Contudo, se alguém argumentar que o café nos deixa mais eufóricos e depois de
bebê-lo achamos certas tarefas menos chatas, como consequência de uma redução
dos efeitos aversivos, teremos de concordar, pois, como descrito no efeito
2, quando ingerimos o café, há um aumento da probabilidade de um
comportamento aparecer, seguido de uma redução da apresentação ou do valor que
outros comportamentos. O problema é que esse efeito não parece ser intenso
o suficiente para ficar claro numa especulação como esta.
Por outro lado,
o efeito da cafeína no SNC parece aumentar a tendência geral de nos
comportarmos (a pessoa fica animada, serelepe) e/ou diminui o efeito da fadiga
no comportamento, permitindo assim que uma determinada ação possa ser repetida
ou sustentada por um tempo maior, o que explica porque conseguimos nos
concentrar (que é um comportamento operante), ler e enfim terminar o tal do
trabalho que temos de entregar amanhã bem cedo.
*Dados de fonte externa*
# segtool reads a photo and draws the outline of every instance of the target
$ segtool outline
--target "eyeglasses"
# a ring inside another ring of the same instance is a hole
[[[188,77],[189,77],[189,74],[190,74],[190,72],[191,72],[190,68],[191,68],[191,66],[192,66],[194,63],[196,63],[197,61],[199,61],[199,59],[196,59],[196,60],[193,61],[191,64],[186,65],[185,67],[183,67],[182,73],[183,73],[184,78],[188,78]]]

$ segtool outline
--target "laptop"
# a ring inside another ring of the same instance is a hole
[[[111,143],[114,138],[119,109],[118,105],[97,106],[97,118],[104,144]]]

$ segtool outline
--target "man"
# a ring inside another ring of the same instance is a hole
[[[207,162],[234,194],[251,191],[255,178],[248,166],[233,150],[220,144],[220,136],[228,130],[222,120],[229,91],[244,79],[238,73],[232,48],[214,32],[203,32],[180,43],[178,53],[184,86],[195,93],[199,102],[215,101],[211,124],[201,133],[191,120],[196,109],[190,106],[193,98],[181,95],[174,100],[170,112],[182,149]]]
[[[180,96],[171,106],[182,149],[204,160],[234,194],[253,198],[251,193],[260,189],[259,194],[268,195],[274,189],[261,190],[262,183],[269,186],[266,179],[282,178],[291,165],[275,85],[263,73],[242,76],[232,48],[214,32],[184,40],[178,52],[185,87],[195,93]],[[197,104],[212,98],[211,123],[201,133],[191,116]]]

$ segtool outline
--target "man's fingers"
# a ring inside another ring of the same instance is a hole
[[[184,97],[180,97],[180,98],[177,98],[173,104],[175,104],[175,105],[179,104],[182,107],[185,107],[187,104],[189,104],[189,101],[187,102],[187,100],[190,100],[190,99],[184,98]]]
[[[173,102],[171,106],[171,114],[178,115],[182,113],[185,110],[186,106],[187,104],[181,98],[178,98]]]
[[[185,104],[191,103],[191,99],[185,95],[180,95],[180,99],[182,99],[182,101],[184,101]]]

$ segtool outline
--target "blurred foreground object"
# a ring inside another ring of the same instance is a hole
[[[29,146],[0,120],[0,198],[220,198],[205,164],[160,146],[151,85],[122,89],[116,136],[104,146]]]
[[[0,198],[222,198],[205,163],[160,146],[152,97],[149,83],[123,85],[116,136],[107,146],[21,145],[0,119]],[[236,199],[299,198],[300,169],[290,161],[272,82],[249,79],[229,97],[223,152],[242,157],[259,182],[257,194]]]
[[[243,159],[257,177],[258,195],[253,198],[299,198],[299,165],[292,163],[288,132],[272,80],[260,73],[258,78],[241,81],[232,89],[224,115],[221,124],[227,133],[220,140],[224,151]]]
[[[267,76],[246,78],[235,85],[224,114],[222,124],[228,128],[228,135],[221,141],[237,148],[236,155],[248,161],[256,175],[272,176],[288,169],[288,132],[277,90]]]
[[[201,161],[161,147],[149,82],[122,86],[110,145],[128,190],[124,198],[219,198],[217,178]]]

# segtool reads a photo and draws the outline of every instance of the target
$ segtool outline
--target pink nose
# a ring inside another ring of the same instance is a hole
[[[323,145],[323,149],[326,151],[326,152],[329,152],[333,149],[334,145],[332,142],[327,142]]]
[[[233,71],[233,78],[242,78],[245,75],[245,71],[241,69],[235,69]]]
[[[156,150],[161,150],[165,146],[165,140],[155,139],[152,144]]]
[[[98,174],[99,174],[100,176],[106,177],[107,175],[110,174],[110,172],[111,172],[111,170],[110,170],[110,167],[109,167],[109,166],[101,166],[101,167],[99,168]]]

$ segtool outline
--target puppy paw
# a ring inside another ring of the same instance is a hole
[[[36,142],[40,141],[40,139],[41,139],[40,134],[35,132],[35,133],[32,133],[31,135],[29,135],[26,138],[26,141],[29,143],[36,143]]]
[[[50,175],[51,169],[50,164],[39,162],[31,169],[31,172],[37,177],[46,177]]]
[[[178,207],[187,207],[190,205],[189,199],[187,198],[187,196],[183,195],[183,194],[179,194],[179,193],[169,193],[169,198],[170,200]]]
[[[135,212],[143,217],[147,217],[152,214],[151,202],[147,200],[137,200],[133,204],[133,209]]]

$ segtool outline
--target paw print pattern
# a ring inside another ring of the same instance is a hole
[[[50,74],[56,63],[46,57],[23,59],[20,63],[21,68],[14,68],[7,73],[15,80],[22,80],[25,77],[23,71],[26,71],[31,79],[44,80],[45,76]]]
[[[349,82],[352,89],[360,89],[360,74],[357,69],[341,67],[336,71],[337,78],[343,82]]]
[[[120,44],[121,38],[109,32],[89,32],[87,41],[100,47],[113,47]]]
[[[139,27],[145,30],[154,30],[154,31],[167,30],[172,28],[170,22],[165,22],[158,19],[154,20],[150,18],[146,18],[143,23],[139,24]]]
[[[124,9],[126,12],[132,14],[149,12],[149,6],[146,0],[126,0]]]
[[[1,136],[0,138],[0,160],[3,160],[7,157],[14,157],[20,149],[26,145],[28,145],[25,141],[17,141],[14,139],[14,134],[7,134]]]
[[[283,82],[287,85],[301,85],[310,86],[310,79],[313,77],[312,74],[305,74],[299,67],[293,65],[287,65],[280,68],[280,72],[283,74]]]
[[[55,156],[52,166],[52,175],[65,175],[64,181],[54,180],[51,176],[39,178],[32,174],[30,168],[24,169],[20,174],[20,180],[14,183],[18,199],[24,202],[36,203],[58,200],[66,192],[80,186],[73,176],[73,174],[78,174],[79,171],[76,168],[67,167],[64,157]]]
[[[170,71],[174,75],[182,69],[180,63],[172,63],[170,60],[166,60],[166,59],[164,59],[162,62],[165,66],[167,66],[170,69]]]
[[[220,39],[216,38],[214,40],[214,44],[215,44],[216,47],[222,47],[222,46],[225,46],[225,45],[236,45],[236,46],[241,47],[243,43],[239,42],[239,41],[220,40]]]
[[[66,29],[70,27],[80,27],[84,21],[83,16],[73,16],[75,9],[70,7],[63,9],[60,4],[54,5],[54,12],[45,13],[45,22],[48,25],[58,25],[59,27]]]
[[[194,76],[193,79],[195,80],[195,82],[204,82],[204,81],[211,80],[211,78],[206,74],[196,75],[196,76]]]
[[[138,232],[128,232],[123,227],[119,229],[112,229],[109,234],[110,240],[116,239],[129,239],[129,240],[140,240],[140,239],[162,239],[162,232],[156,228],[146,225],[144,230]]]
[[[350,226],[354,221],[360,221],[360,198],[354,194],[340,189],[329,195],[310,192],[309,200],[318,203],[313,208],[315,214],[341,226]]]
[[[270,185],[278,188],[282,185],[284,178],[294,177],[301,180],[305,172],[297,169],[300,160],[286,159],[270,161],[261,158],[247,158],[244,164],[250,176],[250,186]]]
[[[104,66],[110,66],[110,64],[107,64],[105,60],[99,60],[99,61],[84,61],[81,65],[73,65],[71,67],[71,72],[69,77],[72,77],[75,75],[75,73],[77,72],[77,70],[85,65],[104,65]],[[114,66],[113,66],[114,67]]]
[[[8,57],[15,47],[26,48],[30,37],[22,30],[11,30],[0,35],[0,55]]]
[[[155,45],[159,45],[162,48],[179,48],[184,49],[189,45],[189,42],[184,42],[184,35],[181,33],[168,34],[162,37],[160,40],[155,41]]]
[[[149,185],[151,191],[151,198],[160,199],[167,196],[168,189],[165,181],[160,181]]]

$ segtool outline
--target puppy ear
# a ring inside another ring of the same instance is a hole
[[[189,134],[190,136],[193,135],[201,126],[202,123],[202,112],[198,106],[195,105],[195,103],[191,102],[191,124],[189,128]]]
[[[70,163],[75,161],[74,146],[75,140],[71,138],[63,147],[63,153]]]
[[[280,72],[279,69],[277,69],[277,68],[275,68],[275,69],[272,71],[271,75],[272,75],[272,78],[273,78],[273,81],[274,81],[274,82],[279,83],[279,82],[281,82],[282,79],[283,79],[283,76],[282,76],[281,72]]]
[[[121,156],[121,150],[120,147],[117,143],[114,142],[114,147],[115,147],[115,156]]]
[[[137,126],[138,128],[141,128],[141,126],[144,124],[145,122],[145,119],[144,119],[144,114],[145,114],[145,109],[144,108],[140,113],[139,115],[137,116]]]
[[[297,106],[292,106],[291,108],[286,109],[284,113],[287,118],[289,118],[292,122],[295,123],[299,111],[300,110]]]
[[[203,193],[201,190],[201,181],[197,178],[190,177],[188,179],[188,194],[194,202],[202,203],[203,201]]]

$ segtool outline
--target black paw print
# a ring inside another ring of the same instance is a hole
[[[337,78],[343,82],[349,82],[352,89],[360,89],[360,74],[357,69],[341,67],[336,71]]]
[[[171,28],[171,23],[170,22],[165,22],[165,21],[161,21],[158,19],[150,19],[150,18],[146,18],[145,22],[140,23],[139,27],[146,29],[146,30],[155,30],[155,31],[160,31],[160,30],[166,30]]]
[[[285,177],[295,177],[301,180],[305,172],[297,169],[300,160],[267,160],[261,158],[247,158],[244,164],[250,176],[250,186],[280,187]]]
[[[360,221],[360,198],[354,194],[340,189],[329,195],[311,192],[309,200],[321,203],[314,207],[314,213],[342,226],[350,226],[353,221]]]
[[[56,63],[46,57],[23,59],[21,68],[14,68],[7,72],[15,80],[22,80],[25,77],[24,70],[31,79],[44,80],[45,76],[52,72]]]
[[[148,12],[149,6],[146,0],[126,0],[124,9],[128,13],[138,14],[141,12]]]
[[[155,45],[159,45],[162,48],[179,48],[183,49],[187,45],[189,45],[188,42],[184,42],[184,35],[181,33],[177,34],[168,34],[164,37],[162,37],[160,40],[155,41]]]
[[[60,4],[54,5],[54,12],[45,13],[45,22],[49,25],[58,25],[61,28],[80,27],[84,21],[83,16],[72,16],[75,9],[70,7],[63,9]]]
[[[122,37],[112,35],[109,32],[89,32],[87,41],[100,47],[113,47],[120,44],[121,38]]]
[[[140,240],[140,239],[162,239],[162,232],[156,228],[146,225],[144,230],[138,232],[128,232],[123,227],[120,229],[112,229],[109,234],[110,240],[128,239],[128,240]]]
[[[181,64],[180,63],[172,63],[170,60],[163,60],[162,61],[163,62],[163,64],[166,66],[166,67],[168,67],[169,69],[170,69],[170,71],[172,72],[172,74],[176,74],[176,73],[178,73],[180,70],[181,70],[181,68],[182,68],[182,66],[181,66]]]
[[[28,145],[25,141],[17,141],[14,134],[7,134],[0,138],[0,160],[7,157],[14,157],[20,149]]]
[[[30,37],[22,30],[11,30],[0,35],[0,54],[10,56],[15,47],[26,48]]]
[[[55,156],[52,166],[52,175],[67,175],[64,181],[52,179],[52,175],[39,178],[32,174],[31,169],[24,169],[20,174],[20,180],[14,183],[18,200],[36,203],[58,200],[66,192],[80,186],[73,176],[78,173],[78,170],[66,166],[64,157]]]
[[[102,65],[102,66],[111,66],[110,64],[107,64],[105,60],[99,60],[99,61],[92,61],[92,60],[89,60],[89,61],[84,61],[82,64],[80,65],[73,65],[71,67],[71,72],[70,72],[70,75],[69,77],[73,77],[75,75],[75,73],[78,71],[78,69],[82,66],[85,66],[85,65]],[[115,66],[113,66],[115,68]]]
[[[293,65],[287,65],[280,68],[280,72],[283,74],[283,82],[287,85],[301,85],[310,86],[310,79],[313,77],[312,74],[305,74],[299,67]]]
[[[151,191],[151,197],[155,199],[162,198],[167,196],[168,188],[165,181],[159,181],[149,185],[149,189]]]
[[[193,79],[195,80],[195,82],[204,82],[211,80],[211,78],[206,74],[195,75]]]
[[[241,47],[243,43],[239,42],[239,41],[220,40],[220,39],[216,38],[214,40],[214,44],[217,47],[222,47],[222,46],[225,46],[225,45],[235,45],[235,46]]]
Esse efeito, de acordo com a
interpretação formulada aqui, aproxima-se do efeito 2 apresentado acima.
O café (mais
especificamente a cafeína) quando ingerido, então, funciona de maneira idêntica
a uma operação motivadora que altera o limiar de fadiga de um organismo. Está
explicado, portanto, como o café afeta nosso comportamento? Loooooonge disso;
muito longe mesmo! Primeiramente, não há consenso a respeito dos efeitos da
cafeína no nosso organismo. Em segundo lugar, são necessárias mais pesquisas na
área comportamental a respeito das interações dessa substância com o
comportamento, uma vez que a maiora das pesquisas focam-se em aspectos
farmacêuticos, deixado de lado processos comportamentais. Por fim, vale a pena
ressaltar que alguns efeitos do café não foram discutidos aqui (tal como não
discutimos todos os efeitos das operações motivadoras).
O que podemos
concluir, apesar dos pesares, é que embora o efeito do café pareça funcionar
semelhante a uma operação moduladora essa semelhança é enganadora já que alguns
aspectos do efeito da cafeína sobre o comportamento ficariam de fora dessa
semelhança. Tal problema nos leva diretamente à questão: são as drogas
operações moduladoras para o comportamento? Se sim, precisamos revisar esse
conceito. Se não, precisamos explicar como drogas e comportamento interagem. E
isso tudo sem recorrer à mentalismos ou outras ficções explicativas, ok?
Pensando por
outro lado, ainda que não tenhamos chegado a conclusões que respondessem
definitivamente nossas perguntas, essa consideração dos efeitos da cafeína no
comportamento mostra de certa forma como o diálogo entre neurocientistas e
analistas do comportamento pode ser produtivo para ambas as áreas do
conhecimento e que, ao contrário do que alguns pensam, ele é possível e muito
divertido.
Resistiram
algumas perguntas: por que depois de um tempo o café (e outras drogas) deixam
de fazer efeito na mesma dose? Por que nos habituamos a ele? Como isso está
relacionado ao vício? Como isso influencia o tratamento comportamental das dependências
químicas? Como é possível equilibrar os ganhos e prejuízos do uso do café no
nosso cotidiano através do conhecimento de processos comportamentais?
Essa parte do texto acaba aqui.